There were additional findings in this study as well – patients who completed PGT-A via PGTai 2.0 had an increase in implantation rate (82.9% vs. 78.4%) and an increase in clinical pregnancy rates (77.4% vs. 71.6%) when compared to those who did not have testing completed via this technology6. More good news – those who completed PGT-A via PGTai 2.0 experienced lower rates (4.63% vs. 8.6%) of biochemical pregnancy loss (this occurs when a patient receives a positive pregnancy test, but pregnancy hormone levels fall before evidence of a pregnancy may be seen on ultrasound) and lower rates of miscarriage (11.3% vs. 12.4%)6. While these findings did not reach statistical significance, meaning it is not certain if the differences in these groups were related to the PGTai 2.0 platform, a different patient or biologic factor, or chance alone, these trends are promising. The conclusion of this NYU study was PGTai 2.0 technology significantly improved pregnancy outcomes over standard/prior methodologies for their patients6.

So, what do all these numbers mean for you? If you are considering PGT-A (and there are many reasons to do so – if you are 35-years old or older, if you have experienced multiple pregnancy losses, if you have had multiple unsuccessful embryo transfers, or maybe you just want the information), you should consider speaking with your doctor about utilizing the PGTai 2.0 platform. After all, as you are embarking on this journey, doesn’t it make sense to utilize the technology that gives you the best chance of success? Of course, it does. Good luck!

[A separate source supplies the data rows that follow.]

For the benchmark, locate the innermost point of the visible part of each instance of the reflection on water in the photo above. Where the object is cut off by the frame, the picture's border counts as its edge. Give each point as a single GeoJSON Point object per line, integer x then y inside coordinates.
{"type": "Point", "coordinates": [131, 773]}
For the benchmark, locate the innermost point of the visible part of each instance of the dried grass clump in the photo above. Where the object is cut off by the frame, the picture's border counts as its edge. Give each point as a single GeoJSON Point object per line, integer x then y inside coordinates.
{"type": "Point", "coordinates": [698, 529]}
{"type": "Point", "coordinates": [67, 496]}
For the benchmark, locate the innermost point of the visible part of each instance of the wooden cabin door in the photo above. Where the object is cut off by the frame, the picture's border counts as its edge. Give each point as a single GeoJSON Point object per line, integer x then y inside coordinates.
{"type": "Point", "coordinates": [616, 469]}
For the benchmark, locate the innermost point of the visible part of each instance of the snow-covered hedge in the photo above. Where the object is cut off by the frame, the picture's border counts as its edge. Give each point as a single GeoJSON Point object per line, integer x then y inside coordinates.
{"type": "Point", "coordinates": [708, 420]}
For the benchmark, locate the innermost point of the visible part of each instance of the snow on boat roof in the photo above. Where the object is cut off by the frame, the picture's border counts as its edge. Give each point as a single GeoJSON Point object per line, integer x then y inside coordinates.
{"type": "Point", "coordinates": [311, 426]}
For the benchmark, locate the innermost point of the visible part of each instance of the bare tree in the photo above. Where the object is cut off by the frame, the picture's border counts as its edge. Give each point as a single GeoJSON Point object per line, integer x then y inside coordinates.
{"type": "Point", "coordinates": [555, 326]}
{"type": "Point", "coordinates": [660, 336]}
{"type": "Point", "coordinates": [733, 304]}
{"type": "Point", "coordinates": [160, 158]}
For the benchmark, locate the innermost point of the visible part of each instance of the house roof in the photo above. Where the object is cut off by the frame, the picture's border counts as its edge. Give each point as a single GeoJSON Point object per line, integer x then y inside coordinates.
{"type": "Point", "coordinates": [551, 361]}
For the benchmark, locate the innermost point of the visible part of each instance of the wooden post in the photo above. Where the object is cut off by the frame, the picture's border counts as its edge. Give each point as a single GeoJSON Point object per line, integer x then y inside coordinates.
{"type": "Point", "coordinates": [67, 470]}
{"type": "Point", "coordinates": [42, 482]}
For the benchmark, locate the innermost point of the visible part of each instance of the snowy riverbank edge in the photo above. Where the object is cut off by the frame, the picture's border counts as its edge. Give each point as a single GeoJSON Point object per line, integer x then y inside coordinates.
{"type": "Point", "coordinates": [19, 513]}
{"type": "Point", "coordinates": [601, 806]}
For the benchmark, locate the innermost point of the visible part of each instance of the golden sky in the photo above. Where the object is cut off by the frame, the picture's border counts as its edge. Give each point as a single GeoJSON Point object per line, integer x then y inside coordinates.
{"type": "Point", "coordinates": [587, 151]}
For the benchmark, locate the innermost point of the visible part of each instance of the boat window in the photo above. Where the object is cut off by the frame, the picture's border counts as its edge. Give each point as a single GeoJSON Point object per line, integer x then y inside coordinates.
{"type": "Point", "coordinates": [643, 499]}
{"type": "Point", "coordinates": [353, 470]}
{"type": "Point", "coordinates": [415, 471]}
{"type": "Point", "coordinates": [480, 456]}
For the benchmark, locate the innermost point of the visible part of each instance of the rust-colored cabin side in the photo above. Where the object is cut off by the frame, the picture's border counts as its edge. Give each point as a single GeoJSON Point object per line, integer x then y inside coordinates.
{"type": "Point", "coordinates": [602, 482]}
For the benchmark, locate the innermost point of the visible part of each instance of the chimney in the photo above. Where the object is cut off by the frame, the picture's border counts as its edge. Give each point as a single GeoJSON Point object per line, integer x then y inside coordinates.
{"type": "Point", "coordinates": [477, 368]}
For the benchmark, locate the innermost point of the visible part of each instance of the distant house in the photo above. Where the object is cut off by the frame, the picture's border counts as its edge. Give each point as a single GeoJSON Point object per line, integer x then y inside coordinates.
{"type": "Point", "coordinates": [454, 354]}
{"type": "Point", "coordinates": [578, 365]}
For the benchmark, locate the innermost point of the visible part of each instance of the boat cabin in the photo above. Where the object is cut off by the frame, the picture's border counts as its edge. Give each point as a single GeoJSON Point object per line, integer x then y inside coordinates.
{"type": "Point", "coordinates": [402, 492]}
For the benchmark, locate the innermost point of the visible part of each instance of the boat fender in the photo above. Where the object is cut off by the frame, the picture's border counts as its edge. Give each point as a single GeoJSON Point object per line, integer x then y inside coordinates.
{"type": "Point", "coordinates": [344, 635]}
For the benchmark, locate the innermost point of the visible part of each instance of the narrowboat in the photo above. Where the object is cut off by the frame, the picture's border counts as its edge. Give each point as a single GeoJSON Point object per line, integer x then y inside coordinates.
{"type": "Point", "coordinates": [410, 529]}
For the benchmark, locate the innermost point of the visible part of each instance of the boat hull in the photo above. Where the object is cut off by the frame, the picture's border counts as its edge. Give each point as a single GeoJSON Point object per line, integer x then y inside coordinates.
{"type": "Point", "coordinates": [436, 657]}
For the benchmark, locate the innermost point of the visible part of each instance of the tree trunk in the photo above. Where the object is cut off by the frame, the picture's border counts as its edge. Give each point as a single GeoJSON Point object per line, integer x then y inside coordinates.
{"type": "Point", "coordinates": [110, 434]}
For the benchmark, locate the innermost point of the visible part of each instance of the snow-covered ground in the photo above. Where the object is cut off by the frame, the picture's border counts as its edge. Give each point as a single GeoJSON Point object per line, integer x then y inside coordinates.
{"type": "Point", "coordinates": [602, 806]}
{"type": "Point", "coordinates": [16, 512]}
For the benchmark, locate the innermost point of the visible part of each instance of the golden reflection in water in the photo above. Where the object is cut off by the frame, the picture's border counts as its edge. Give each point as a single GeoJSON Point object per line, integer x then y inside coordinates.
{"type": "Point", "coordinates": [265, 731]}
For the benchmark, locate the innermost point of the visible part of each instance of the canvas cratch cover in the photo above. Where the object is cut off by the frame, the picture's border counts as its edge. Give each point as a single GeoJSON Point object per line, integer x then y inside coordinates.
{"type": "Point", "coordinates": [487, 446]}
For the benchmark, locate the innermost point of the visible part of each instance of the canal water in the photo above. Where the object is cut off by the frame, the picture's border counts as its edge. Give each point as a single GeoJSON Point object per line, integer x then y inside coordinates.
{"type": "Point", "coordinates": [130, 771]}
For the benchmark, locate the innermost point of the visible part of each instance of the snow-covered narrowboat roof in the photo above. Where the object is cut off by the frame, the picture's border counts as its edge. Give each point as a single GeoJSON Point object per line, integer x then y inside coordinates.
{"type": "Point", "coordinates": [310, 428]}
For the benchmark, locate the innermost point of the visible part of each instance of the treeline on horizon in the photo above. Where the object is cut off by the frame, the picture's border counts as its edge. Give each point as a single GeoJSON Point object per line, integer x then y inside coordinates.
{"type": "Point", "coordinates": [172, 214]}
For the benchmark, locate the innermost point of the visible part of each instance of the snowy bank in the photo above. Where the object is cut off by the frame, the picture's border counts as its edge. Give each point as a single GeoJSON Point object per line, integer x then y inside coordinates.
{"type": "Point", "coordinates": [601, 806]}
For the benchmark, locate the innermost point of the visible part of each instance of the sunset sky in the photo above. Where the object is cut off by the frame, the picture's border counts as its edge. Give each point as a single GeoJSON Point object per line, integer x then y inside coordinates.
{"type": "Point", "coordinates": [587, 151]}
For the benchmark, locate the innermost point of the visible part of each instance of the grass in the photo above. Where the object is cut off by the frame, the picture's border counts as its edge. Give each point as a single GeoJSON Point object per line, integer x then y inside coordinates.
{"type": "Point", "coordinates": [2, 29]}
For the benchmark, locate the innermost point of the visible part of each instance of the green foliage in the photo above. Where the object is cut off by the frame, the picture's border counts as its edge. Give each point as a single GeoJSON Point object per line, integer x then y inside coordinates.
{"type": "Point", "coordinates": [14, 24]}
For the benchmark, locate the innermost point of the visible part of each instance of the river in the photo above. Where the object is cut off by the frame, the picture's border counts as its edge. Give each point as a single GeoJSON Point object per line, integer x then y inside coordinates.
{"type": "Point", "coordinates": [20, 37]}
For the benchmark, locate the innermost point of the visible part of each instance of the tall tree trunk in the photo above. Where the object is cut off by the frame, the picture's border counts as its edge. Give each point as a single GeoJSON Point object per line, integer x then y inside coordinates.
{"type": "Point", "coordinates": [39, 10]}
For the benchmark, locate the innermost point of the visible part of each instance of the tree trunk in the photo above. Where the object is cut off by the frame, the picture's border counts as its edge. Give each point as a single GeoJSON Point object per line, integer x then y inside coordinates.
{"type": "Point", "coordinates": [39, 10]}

1Phillips KA, Deverka PA, Hooker GW, Douglas MP. Genetic Test Availability And Spending: Where Are We Now? Where Are We Going? Health Aff (Millwood). 2018;37(5):710-716.

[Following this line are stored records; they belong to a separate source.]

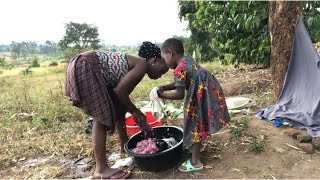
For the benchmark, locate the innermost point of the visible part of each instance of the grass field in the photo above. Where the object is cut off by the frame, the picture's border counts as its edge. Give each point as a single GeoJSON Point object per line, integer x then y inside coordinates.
{"type": "Point", "coordinates": [36, 119]}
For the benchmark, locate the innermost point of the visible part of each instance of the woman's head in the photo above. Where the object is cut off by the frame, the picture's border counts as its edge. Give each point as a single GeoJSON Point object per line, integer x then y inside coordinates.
{"type": "Point", "coordinates": [152, 54]}
{"type": "Point", "coordinates": [171, 51]}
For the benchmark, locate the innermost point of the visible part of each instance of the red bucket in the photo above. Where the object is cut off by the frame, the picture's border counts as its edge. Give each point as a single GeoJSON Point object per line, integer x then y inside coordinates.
{"type": "Point", "coordinates": [132, 127]}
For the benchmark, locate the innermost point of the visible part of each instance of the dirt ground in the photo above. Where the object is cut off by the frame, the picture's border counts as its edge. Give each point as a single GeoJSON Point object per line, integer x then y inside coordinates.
{"type": "Point", "coordinates": [224, 158]}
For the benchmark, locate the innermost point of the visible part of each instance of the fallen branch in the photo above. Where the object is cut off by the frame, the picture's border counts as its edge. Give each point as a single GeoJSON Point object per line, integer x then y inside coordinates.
{"type": "Point", "coordinates": [294, 147]}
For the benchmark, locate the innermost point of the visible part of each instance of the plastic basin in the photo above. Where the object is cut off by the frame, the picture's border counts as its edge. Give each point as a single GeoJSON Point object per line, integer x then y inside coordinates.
{"type": "Point", "coordinates": [163, 160]}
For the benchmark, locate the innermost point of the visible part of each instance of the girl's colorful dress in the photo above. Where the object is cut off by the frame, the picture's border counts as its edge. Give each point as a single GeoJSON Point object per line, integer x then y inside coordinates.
{"type": "Point", "coordinates": [205, 106]}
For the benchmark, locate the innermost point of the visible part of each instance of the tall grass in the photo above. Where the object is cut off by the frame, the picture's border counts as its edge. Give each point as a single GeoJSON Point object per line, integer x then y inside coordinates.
{"type": "Point", "coordinates": [36, 119]}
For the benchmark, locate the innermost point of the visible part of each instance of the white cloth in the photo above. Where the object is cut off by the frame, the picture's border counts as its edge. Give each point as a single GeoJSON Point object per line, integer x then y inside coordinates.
{"type": "Point", "coordinates": [156, 102]}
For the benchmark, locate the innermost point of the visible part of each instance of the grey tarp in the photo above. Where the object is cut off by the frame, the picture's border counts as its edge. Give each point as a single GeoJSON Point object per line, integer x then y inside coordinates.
{"type": "Point", "coordinates": [299, 100]}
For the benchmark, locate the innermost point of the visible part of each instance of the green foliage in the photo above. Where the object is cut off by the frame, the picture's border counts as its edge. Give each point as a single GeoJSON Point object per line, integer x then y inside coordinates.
{"type": "Point", "coordinates": [23, 49]}
{"type": "Point", "coordinates": [27, 71]}
{"type": "Point", "coordinates": [311, 18]}
{"type": "Point", "coordinates": [257, 143]}
{"type": "Point", "coordinates": [238, 27]}
{"type": "Point", "coordinates": [35, 62]}
{"type": "Point", "coordinates": [3, 62]}
{"type": "Point", "coordinates": [54, 63]}
{"type": "Point", "coordinates": [187, 45]}
{"type": "Point", "coordinates": [79, 38]}
{"type": "Point", "coordinates": [49, 48]}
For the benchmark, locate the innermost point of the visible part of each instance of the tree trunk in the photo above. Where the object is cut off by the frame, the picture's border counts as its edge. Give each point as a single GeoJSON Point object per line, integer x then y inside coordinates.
{"type": "Point", "coordinates": [282, 18]}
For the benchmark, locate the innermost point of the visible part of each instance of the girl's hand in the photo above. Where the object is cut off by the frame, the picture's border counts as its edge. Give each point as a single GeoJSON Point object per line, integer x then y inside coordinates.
{"type": "Point", "coordinates": [161, 88]}
{"type": "Point", "coordinates": [141, 120]}
{"type": "Point", "coordinates": [160, 93]}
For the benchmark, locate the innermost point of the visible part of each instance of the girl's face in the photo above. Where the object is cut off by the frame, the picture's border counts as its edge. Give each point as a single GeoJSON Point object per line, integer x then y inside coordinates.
{"type": "Point", "coordinates": [157, 68]}
{"type": "Point", "coordinates": [168, 57]}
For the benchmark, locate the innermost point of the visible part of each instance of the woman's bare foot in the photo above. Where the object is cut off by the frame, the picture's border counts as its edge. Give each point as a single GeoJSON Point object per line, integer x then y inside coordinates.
{"type": "Point", "coordinates": [110, 173]}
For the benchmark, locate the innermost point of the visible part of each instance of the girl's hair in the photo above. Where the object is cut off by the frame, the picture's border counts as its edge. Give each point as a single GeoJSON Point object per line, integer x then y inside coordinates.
{"type": "Point", "coordinates": [149, 50]}
{"type": "Point", "coordinates": [173, 44]}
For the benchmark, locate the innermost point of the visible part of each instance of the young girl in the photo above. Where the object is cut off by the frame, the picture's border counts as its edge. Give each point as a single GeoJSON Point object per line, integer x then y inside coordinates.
{"type": "Point", "coordinates": [205, 107]}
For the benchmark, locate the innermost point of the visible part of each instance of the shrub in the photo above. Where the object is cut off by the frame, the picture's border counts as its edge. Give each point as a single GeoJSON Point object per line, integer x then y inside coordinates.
{"type": "Point", "coordinates": [54, 63]}
{"type": "Point", "coordinates": [35, 62]}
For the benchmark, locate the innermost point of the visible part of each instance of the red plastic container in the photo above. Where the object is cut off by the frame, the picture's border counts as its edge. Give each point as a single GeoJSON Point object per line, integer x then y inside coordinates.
{"type": "Point", "coordinates": [132, 127]}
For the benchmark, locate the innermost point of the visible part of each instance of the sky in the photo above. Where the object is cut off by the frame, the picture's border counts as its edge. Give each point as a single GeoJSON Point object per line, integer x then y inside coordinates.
{"type": "Point", "coordinates": [119, 22]}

2Gusella JF, Wexler NS, Conneally PM, Naylor SL, Anderson MA, Tanzi RE, Watkins PC, Ottina K, Wallace MR, Sakaguchi AY, et al. A polymorphic DNA marker genetically linked to Huntington’s disease. Nature. 1983; 306(5940):234-8.

3Simpson JL, Kuliev A, Rechitsky S. Overview of Preimplantation Genetic Diagnosis (PGD): Historical Perspective and Future Direction. Methods Mol Biol. 2019; 1885:23-43.

4Friedenthal, J., et al., Next generation sequencing for preimplantation genetic screening improves  pregnancy outcomes compared with array comparative genomic hybridization in single thawed euploid embryo transfer cycles,Fertility and Sterility, 2018. 109(4): p. 627-632.

5Friedenthal, J., et al., Clinical error rates of next generation sequencing and array comparative genomic hybridization with single thawed euploid embryo transfer, European Journal of Medical Genetics (2020).

6Buldo-Licciardi J, Large M, McCulloh D, McCaffrey C, Grifo JA. Second generation artificial intelligence technology for preimplantation genetic testing (PGT) improves pregnancy outcomes in single thawed euploid embryo transfer cycles (STEET). American Society of Reproductive Medicine (ASRM) Scientific Congress and Expo. 2020.